この猫のように可愛い顔立ちと抜群のスタイルで落とせないものはなかった。
まず、中三の時に好きになった家庭教師のお姉さん。
「ねぇ、もっと違うこと教えてよ…」
なんてベタな台詞で甘えてみたらイチコロ。
すぐに深いキスをくれるんだから。
それから味をしめた俺は高校のクラスメイトや先輩、後輩(いずれも女)を、どんどん落としていったわけである。

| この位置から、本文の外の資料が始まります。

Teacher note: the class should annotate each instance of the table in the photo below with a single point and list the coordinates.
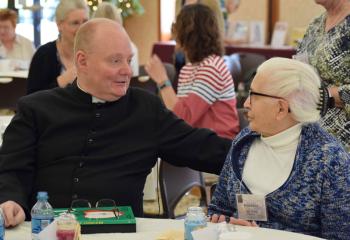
(165, 50)
(13, 85)
(150, 229)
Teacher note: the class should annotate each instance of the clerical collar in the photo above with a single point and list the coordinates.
(93, 98)
(285, 138)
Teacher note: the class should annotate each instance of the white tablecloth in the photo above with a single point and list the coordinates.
(16, 74)
(150, 229)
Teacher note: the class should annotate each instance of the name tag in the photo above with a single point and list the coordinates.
(251, 207)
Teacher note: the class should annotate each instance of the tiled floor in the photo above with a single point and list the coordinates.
(151, 207)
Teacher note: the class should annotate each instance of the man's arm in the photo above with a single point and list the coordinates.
(181, 145)
(17, 159)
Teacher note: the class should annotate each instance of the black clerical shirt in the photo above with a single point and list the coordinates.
(62, 143)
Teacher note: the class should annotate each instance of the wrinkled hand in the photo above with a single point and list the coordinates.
(13, 213)
(156, 70)
(217, 219)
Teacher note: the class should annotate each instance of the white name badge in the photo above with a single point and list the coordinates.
(251, 207)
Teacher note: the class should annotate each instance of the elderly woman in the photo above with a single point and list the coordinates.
(297, 172)
(110, 11)
(205, 94)
(13, 46)
(326, 46)
(52, 64)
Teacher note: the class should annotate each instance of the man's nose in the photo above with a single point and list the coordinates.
(247, 102)
(126, 69)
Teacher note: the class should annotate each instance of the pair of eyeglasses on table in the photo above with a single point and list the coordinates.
(84, 203)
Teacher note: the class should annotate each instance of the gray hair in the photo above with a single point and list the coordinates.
(297, 82)
(66, 6)
(108, 10)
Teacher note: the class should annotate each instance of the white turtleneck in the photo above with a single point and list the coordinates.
(270, 161)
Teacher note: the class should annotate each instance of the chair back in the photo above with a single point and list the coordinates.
(243, 66)
(243, 122)
(175, 182)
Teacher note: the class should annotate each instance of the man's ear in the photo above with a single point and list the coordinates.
(283, 109)
(81, 59)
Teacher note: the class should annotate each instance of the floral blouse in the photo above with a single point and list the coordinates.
(329, 53)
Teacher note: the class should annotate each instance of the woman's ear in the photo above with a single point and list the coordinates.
(283, 109)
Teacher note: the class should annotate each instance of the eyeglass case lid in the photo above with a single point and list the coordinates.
(103, 219)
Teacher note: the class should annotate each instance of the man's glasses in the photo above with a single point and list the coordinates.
(83, 203)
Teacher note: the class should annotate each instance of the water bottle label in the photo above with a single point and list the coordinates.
(39, 224)
(189, 227)
(2, 232)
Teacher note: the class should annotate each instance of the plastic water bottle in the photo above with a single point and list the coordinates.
(195, 219)
(2, 225)
(42, 214)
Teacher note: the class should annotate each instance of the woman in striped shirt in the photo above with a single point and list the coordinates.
(205, 95)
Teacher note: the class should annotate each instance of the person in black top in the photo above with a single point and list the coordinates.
(52, 64)
(96, 138)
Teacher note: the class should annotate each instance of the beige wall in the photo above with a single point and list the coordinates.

つまり高校生の途中まで恋愛対象は女の子だけだったのだ。
しかし、高校2年の夏休み明け…。
担任が産休に入り、その臨時講師でやってきた若い男が俺の人生を変えた。
その男は身長160cmくらいの小柄なやつで、華奢だった。
そしていつも冷静で感情を表に出さない。
可愛い顔してるがどこか腹黒そうだった。
俺は何故だかそいつのことが気になった。
俺の苦手な数学を担当していた彼は
俺の出来の悪さを嘆いた。
「こないだ教えたばっかだろ?
ちゃんと話聞いとけ!どうせ解んないんだから。」
いや、“嘆いた”というより“罵った”の方が正しいかもしれない。
彼は俺に対して特に厳しい(ドSな)態度をとっていたように思う。
それが、
勘のいい俺は『強がり』だってことにある時気付いてしまった。
「ねー、先生これやっぱ分かんないよー。」
黒板に問題の解答を書く番が回ってきた俺。
「はあ!?前にも説明したじゃん!ちゃんと聞いてたの!?」
「だっておまえの教え方わかんねー。」
「…」
あ、やべー。
本気でちょっと凹んだだろ、今。
「もっかい教えて?ね?」
ちょっと良心の痛んだ俺は優しくお願いしてみる。
「わかったよ、
マジで手の掛かる生徒だな!メモリ少ないおまえに教える身にもなってみろ。」
いつもより沢山返ってくる言葉。
ははーん、景ちゃん分かっちゃったもんねー♪
てな感じで俺はこの男で遊び始めたわけだ。
ちょっと突き放してはまた引き寄せる。
俺は感情を弄ぶことの楽しさを覚えてしまった。
「ねえねえ、
先生って何かと俺に構ってくるよね。」
「は?何言ってんの?おまえが何回言ってもわかんねーからだろ?」
「ほんとにそれだけ?
なんかさー視線感じんだよね。
それ、ウザイからやめてくんない?」
はーっ!だめだ、
放課後の教室だというのにドSな景ちゃんが…
先生の箒を動かす手がピタリと止まる。(仮にも掃除中)
「だから、おまえの出来が悪いからちゃんと見てやってんだろ?」
ぼそりと低い声で呟く。
俯いたまま決してこっちは見ない。
「そーゆうのいらないから。」
加虐心に火がついた俺は冷たく言い放つ。
またいつもみたいに悪態をついてくるかと思えば黙って掃き掃除を再開してしまった。
生徒にこれくらいのこと言われて凹んでるようでは教師は務まりませんよー。